Già ai tempi dell’Anderlecht e del Burnley si era capito che Kompany avesse uno stile personale sobrio ma deciso, comodo ma ragionato. Adesso, al Bayern, si è liberato del tutto dal dress code da manager preconfezionato, alzando l’asticella. Il suo approccio nei confronti della moda, così come nel gioco, infatti, si potrebbe definire “verticale”, coraggioso, disruptive. Layering chirurgico, capi oversize mixati con tagli strutturati, palette sobrie e una predilezione notevole per il total black: Kompany si veste come uno che sa che il calcio è una spettacolo in continua evoluzione, e sta al passo coi tempi. Anzi, a giudicare dai suoi colleghi, diremmo piuttosto che li anticipa alla grande. Vincent Kompany è sulla bocca di tutti perché non cerca di rifarsi a nessun modello pre-impostato: né ai profeti della giacca doppiopetto come Sacchi, né al casual elegante di Guardiola. In panchina è una figura d’autorità che non ha bisogno di bardature, parla chiaro il linguaggio dei materiali, delle proporzioni, dell’attitude. La sua serietà si percepisce da come porta una felpa con la stessa autorevolezza con cui altri indossano un cappotto su misura, e questa, in effetti, è vera padronanza.

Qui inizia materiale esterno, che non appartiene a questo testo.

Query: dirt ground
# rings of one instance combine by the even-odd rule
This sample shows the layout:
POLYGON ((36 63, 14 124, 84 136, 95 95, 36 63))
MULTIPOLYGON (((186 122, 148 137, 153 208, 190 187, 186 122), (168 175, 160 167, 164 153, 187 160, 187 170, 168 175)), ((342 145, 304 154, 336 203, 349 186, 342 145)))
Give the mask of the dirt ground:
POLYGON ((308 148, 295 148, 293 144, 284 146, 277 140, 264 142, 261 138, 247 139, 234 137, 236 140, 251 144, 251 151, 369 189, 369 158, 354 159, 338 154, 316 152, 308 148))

Il suo stile ci parla di football americano, di allenatore motivazionale nei film cult sportivi, un’ispirazione lontanissima dalla tradizione italiana, e forse è proprio per questo che ne stiamo parlando. L’allenatore 38enne costruisce il suo stile con cappellini con visiera ricurva, che completano i suoi fit da “man in black”, mai troppo vistosi eppure spesso sulla bocca di tutti. A questo accessorio distintivo si abbinano capispalla urban dal fit oversize, dai bomber ai piumini e le giacche a vento, che sottolineano la sua predilezione per il comfort. Le uniche incursioni di colore sono quelle in rosso e bianco, Bayern Monaco style, per le tracksuit sportive di Adidas Originals (sponsor della squadra). Le poche volte che si è sforzato di indossare un completo, ha scelto di abbinare sneakers bianche e t-shirt sotto il blazer monopetto, rigorosamente sbottonato e casual.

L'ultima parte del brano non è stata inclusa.